We are about five weeks away from the climatological peak of the hurricane season, which stretches from early June to November.

During that period, even in a particularly active year, not many hurricanes actually develop. Forming over tropical oceans ensures that warm sea-surface temperature (SST) provides a mature hurricane with a means to warm and moisten the air that flows toward the important eye-wall convection. Thus, it is not surprising that hurricanes struggle to develop if the SST is not 79.7 degrees or warmer.

Tropical cyclones also require environments in which the wind speed and direction changes very little with increasing height, or where the vertical wind shear is small.

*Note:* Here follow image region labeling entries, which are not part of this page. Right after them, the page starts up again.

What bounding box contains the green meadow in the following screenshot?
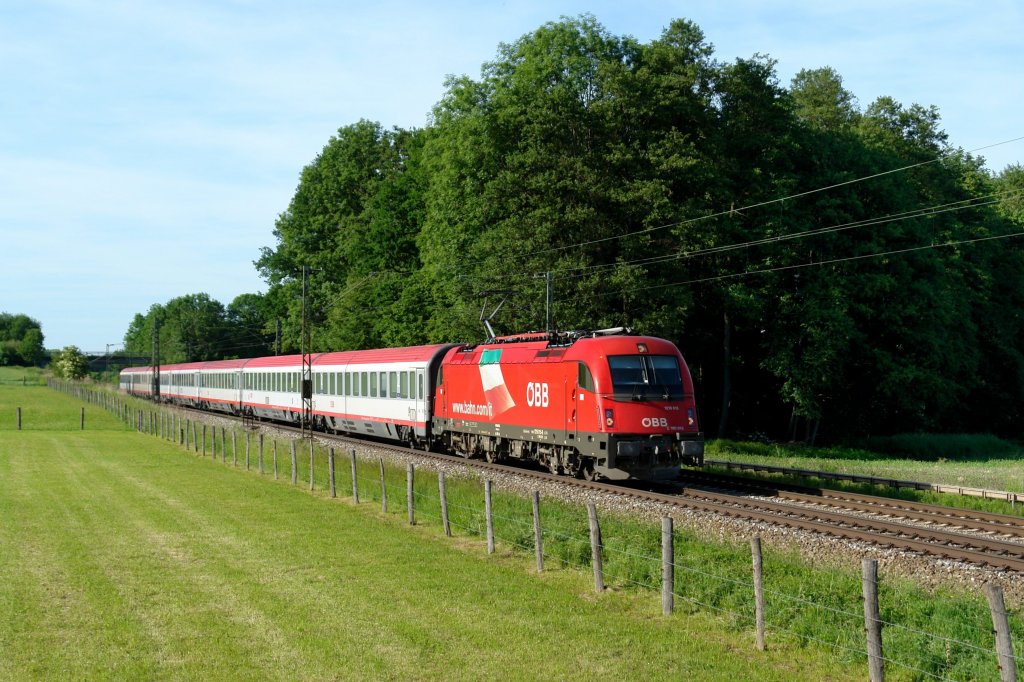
[0,385,864,680]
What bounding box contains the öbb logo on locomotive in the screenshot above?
[526,381,548,408]
[121,329,703,480]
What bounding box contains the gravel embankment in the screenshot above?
[184,409,1024,607]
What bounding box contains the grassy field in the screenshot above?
[707,435,1024,499]
[0,367,46,386]
[0,386,864,680]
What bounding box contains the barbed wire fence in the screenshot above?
[41,380,1021,682]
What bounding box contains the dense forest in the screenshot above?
[0,312,46,367]
[126,15,1024,442]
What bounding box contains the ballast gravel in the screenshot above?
[182,409,1024,607]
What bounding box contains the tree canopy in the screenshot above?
[0,312,46,367]
[126,14,1024,440]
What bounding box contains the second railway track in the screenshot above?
[172,403,1024,573]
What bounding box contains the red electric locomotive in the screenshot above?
[121,329,703,479]
[431,329,703,479]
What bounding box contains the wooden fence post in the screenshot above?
[662,516,676,615]
[985,583,1017,682]
[406,462,416,525]
[483,478,495,554]
[534,491,544,573]
[860,559,885,682]
[327,446,338,498]
[751,538,765,651]
[292,440,299,485]
[351,447,359,504]
[437,471,452,538]
[587,502,604,592]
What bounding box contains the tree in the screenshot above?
[125,294,237,364]
[0,312,46,366]
[52,346,89,379]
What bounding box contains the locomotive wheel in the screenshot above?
[580,460,598,481]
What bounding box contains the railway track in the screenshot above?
[172,403,1024,572]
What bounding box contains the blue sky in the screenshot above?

Certain vast stretches of the tropical ocean have SSTs above the threshold value of 79.7 degrees and thus qualify as locations where the development of tropical cyclones is favored. However, within such areas, it is only when the vertical shear is very low — from the surface to about 8 miles above the surface — that hurricanes can form and grow to maturity. In a given location in the tropics, it is much more likely that the shear condition, not the SST, will vary from one day to the next.

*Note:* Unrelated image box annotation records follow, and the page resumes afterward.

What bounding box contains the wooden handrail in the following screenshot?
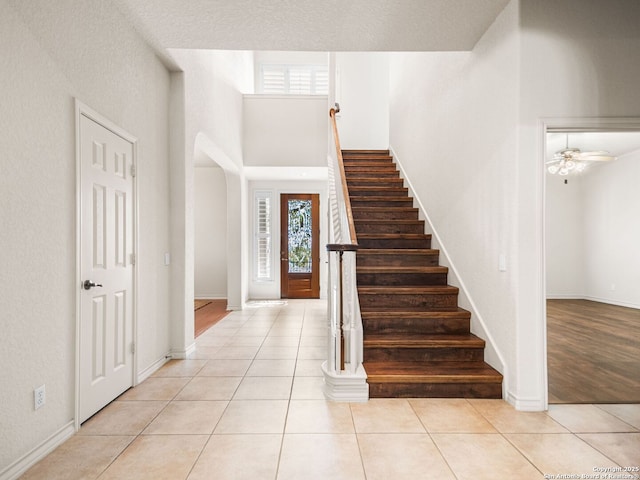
[329,108,358,244]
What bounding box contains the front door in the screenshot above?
[280,193,320,298]
[78,107,134,422]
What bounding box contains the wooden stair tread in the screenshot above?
[356,265,449,274]
[356,232,431,239]
[364,333,485,348]
[358,248,440,255]
[343,150,502,398]
[355,218,424,224]
[358,285,458,295]
[361,307,471,319]
[340,148,389,155]
[363,362,502,383]
[349,185,409,193]
[351,205,418,213]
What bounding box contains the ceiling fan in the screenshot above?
[546,134,616,175]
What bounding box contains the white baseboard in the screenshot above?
[171,342,196,360]
[584,297,640,309]
[136,353,171,385]
[0,420,76,480]
[505,392,547,412]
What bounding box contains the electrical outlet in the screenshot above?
[33,385,46,410]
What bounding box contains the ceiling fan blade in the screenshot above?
[575,150,616,162]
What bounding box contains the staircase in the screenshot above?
[342,150,502,398]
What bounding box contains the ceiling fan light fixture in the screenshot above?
[547,134,616,176]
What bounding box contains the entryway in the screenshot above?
[545,122,640,404]
[280,193,320,298]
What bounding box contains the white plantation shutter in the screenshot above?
[258,65,329,95]
[262,65,287,94]
[255,191,273,281]
[289,67,311,95]
[314,68,329,95]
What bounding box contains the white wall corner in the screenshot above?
[504,391,547,412]
[0,420,76,480]
[136,352,173,385]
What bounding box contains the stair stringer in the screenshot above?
[389,146,513,400]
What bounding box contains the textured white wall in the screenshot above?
[194,167,227,298]
[243,95,329,167]
[335,52,389,150]
[545,174,591,298]
[582,152,640,308]
[171,50,253,350]
[390,0,519,402]
[0,0,169,476]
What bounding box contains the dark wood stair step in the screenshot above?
[356,265,449,286]
[356,248,440,267]
[349,185,409,198]
[343,156,395,167]
[363,362,502,398]
[354,218,424,234]
[347,176,404,187]
[351,206,418,220]
[361,308,471,335]
[341,148,389,155]
[349,195,413,208]
[364,333,485,349]
[363,334,485,362]
[358,285,458,311]
[356,231,431,250]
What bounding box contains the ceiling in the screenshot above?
[115,0,509,53]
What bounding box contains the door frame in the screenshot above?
[278,192,321,298]
[533,117,640,410]
[74,98,139,432]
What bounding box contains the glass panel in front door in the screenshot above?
[288,200,312,273]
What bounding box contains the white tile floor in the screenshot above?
[22,300,640,480]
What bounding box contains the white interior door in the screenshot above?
[78,112,134,423]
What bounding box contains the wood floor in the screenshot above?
[547,300,640,403]
[194,299,229,337]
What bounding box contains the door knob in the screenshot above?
[82,280,102,290]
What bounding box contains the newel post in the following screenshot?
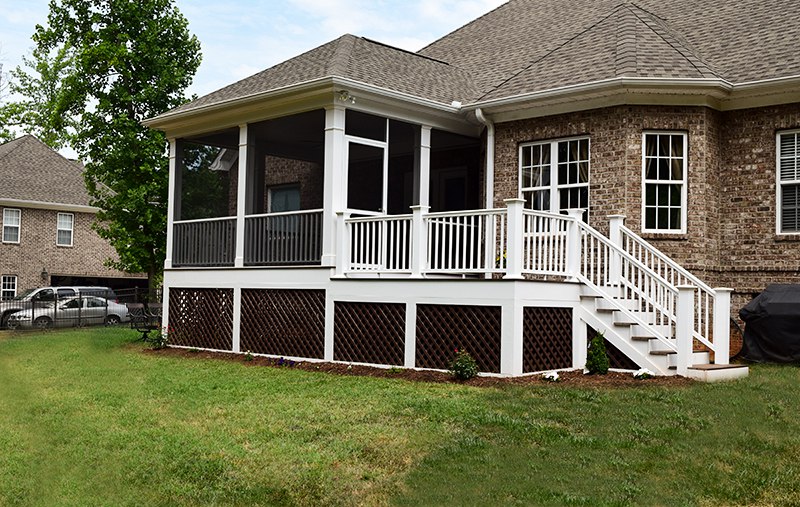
[566,209,583,281]
[411,205,431,278]
[608,215,625,285]
[714,287,733,364]
[500,199,525,280]
[675,285,697,377]
[334,211,350,278]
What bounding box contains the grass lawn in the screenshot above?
[0,328,800,506]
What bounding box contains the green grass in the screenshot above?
[0,329,800,506]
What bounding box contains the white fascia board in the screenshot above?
[0,198,100,214]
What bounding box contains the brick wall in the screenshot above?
[0,207,130,293]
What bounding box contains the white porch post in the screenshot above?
[714,287,733,364]
[233,124,253,268]
[608,215,625,285]
[411,206,430,278]
[500,198,525,280]
[567,209,583,281]
[334,211,350,278]
[164,137,183,269]
[675,285,696,377]
[322,105,347,267]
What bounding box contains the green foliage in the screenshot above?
[586,333,609,375]
[450,349,478,380]
[23,0,200,285]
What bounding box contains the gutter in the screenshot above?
[475,108,494,209]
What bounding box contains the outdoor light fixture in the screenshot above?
[336,90,356,104]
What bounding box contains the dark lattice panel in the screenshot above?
[586,325,639,370]
[522,307,572,373]
[168,288,233,350]
[416,305,502,373]
[239,289,325,359]
[333,301,406,366]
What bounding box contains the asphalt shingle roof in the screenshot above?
[161,0,800,118]
[0,135,89,206]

There are a number of physical factors that can conspire to render the vertical shear too extreme to allow for hurricane development. One such factor is the presence of the so-called subtropical jet stream, which is located between 20 degrees and 30 degrees latitude and about 8 miles above the ground in both hemispheres.

The subtropical jet stream is an ever-present feature of the general circulation of the tropics and has wind speeds routinely in excess of 130 mph. Such strong winds well above the surface are more than sufficient to provide a toxic amount of vertical shear to a nascent tropical cyclone. The small number of hurricanes every year testifies to the hostility of the environment to their development.